Dass die Outlook New-App Zugangsdaten von Mail-Konten an Microsoft überträgt, ist längst bekannt. Nun gibt es einen Bericht, dass auch neuere Versionen von Outlook Classic (also wohl Outlook 365) ihre kompletten Zugangsdaten für Konten an Microsoft übertragen.

Rückblick: Der Outlook-New-Fall

Seit September 2023 stellt Microsoft die sogenannte “Neue Outlook-App” für Windows bereit, die bis 2029 auch Microsoft Classic ersetzen soll. Kurz nach Freigabe der App wurde dann bekannt, dass diese alle Zugangsdaten für konfigurierte Mail- und Kalenderkonten an Microsoft überträgt. Die Microsoft-Server speichern die Zugangsdaten, ziehen sich die Konteninhalte und stellen diese der Outlook New-App zum Abruf bereit.

Das Verhalten ist von Microsoft-Anwendungen bekannt. Bereits im Februar 2015 hatte ich im Blog-Beitrag Outlook-App: Im EU-Parlament wegen IT-Sicherheit blockiert eine sicherheitstechnische Bombe beschrieben. Die IT des EU-Parlaments hatte die Outlook-App aus Sicherheitsgründen für eine Verwendung durch Mitglieder und Mitarbeiter des EU-Parlaments gesperrt. Hintergrund war, dass die App alle Anmeldedaten sowie dann auch die Inhalte gegenüber Microsoft offen legt.

Ebenfalls bekannt war, dass die Outlook-Apps für Android und iOS die Passwörter der Benutzerkonten in der Microsoft Cloud speichern und Inhalte analysiert werden. Microsoft kann diese Daten dann für KI-Auswertungen oder weitere Zwecke nutzen.

Und es war seit 2023 bekannt, dass die Outlook New-App für Windows die Inhalte von Mail- und Kalenderkonten über Microsoft-Server synchronisiert, dort also die Zugangsdaten für die Konten hinterlegt. Der Sachverhalt wurde von mir im Beitrag Neue Outlook-App überträgt Zugangsdaten an Microsoft näher erläutert, wobei ich dort auch darauf hinwies, dass diese Praxis bereits bei den Microsoft Apps für Android und iOS seit Jahren der Fall ist.

Microsoft hatte sich gegenüber heise dann zu diesem letztgenannten Thema erklärt (siehe Neue Outlook-App: Microsoft äußert sich zu übertragenen Zugangsdaten) und einige Aussagen getroffen. Fazit war: Wer die neue Outlook-App verwendet, für den lassen wir alle Mails und Termine von den konfigurierten Konten über die Microsoft-Server wandern.

Zeigt auch Outlook Classic (neuerdings) dieses Verhalten?

Bisher war die Hoffnung der Outlook-Protagonisten, dass Outlook Classic die Zugangsdaten lokal speichert und die Inhalte von externen Mail-und Kalenderkonten selbst abholt. Nur Konten bei Microsoft selbst (Microsoft 365, Exchange Online) werden eh auf deren Servern geführt, da ist es nicht so tragisch, wenn die Zugangsdaten auch noch dort liegen.
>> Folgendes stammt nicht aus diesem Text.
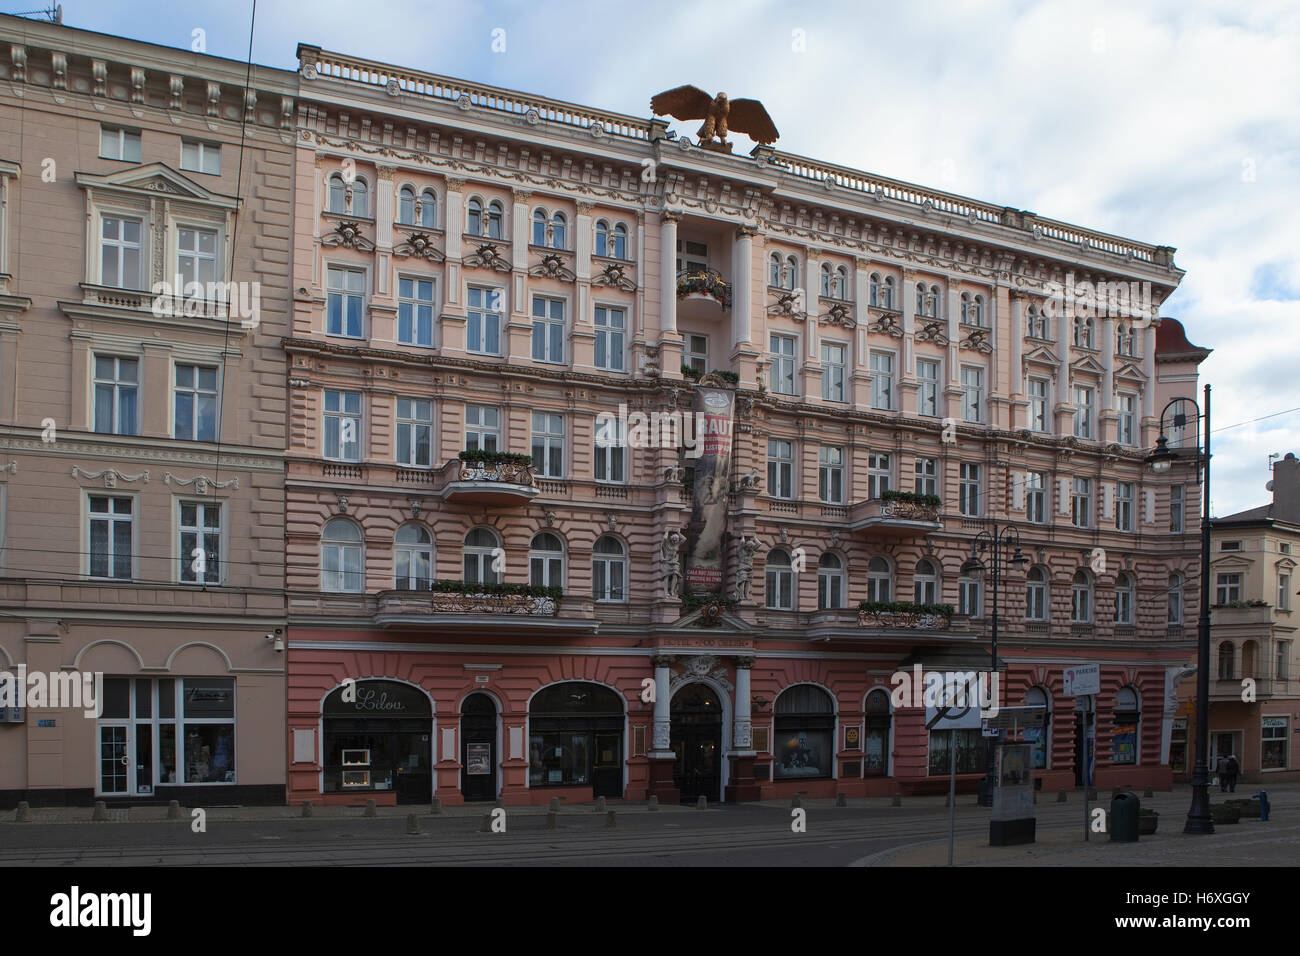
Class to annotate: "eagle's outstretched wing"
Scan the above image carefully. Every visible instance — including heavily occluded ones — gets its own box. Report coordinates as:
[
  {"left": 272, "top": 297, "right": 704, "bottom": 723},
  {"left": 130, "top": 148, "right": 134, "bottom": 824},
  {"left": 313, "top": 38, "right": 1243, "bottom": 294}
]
[
  {"left": 726, "top": 98, "right": 779, "bottom": 145},
  {"left": 650, "top": 85, "right": 714, "bottom": 121}
]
Kritische Geister zeigten sich von der Möglichkeit, dass Inhalte im Outlook Client durch CoPilot & Co. ausgewertet werden beunruhigt. Aber so schlimm wird es nicht werden, scheint die Hoffnung zu sein. Gestern hat mich ein ungenannt bleiben wollender Leser per E-Mail unter dem Betreff “Interessante Beobachtung zu MS Exchange” auf eine neue Fundstelle im Web hingewiesen.
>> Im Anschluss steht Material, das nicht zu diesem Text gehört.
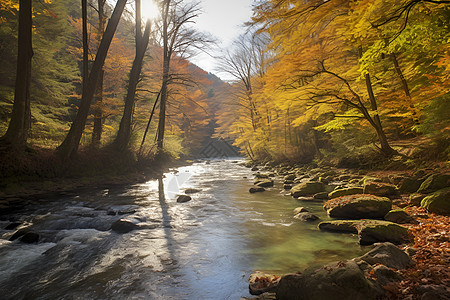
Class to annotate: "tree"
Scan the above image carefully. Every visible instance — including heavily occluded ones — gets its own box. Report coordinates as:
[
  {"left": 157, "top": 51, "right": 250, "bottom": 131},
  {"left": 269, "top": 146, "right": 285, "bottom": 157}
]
[
  {"left": 92, "top": 0, "right": 106, "bottom": 146},
  {"left": 113, "top": 0, "right": 152, "bottom": 152},
  {"left": 57, "top": 0, "right": 127, "bottom": 160},
  {"left": 155, "top": 0, "right": 213, "bottom": 152},
  {"left": 0, "top": 0, "right": 33, "bottom": 150}
]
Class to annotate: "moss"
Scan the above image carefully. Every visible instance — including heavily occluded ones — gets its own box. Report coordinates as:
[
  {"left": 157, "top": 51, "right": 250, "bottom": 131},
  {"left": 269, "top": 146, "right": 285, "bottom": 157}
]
[
  {"left": 358, "top": 220, "right": 412, "bottom": 245},
  {"left": 420, "top": 187, "right": 450, "bottom": 215},
  {"left": 328, "top": 187, "right": 363, "bottom": 199}
]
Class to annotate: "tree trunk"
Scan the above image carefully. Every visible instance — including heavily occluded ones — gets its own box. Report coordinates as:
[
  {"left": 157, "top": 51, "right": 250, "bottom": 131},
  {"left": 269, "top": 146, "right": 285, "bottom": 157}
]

Passwortklau durch Outlook?

Ein YouTuber, der unter dem Kanal IT an der Bar Inhalte veröffentlicht, hat sich Outlook und die übertragenen Daten näher angesehen. Hintergrund ist, dass der Mann eine IT-Firma betreibt und bei einem seiner E-Mail-Server fehlerhafte Anmeldedaten erhielt, die von Microsoft kamen. Also hat er das Ganze analysiert und aufgedröselt.

Die Erkenntnisse zeigt er in geraffter Form in seinem YouTube-Video. Dazu hat er einen frischen Mail-Server bei Hetzner eingerichtet, dann unter Outlook New für Windows die Zugangsdaten für dieses Konto eingetragen. Gleichzeitig hat er den Datenverkehr unter Outlook aufgebrochen und analysiert, was passiert.
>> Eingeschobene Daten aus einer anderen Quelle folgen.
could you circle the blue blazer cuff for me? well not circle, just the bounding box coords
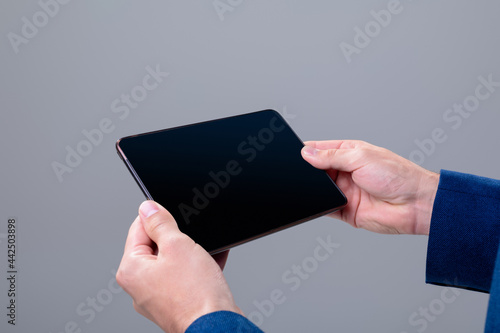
[185,311,263,333]
[426,169,500,292]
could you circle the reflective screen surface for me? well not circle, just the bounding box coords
[117,110,347,253]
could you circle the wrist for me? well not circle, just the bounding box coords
[414,170,440,235]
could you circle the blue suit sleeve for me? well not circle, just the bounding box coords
[185,311,264,333]
[426,169,500,292]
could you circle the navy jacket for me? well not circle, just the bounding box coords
[427,170,500,332]
[186,170,500,333]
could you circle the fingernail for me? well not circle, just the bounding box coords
[302,146,319,156]
[139,200,159,219]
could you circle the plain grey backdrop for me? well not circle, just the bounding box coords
[1,1,499,332]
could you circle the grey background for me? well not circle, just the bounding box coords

Die Erkenntnis, die sich aus dem Video ergibt: Er zeigt, dass die Zugangsdaten von Outlook New unter Windows diese an Microsoft weiter reicht. Das ist aber nicht neu, ich hatte oben bereits darauf hingewiesen. Die klare Aussage des Youtubers im Video lautet aber: Er hat das Ganze auch unter Outlook Classic und der Outlook-App für Android getestet und die Zugangsdaten für dieses Testkonto dort eingetragen. Die Analyse, so die Aussage, zeigte, dass der Datenverkehr unter Outlook über Microsoft-Server läuft. Die Aussage im Video (ab 7:40) lautet: Outlook New, bestimmte Versionen von Outlook Classic für Windows sowie die Outlook-App für Android übertragen die Zugangsdaten für das Konto an Microsoft. Bei Outlook New für Windows sowie bei der Outlook-App für Android war das längst bekannt. iOS konnte der YouTuber mangels Apple-Gerät nicht testen.

Neu für mich ist die Aussage, wenn ich es richtig verstanden habe, dass auch bestimmte Builds (imho neue Fassungen) von Outlook Classic (mutmaßlich also Outlook 365) die Kontendaten an Microsoft Server übertragen. Schaut euch dazu das Video auf YouTube an.

Das Fazit

So ganz überraschend war dieser “Move Microsofts” für mich nicht. Es ist naheliegend, dass der Code, der für Outlook New für Windows verwendet wird, irgendwann auch in aktuelle Versionen von Outlook Classic für Windows (und macOS) einfließt. Die Überschrift des Themas lautet ja langfristig: “Outlook ist der Client für Exchange Online” .

Wer in Firmenumgebungen oder im Privatbereich ausschließlich auf Exchange Online und/oder Outlook.com als Dienst setzt, hat seine Inhalte und Zugangsdaten längst Microsoft übereignet. Kollateralschaden sind dann die Fälle, in denen externe E-Mail- und Kalender-Konten über Microsoft Outlook eingebunden werden.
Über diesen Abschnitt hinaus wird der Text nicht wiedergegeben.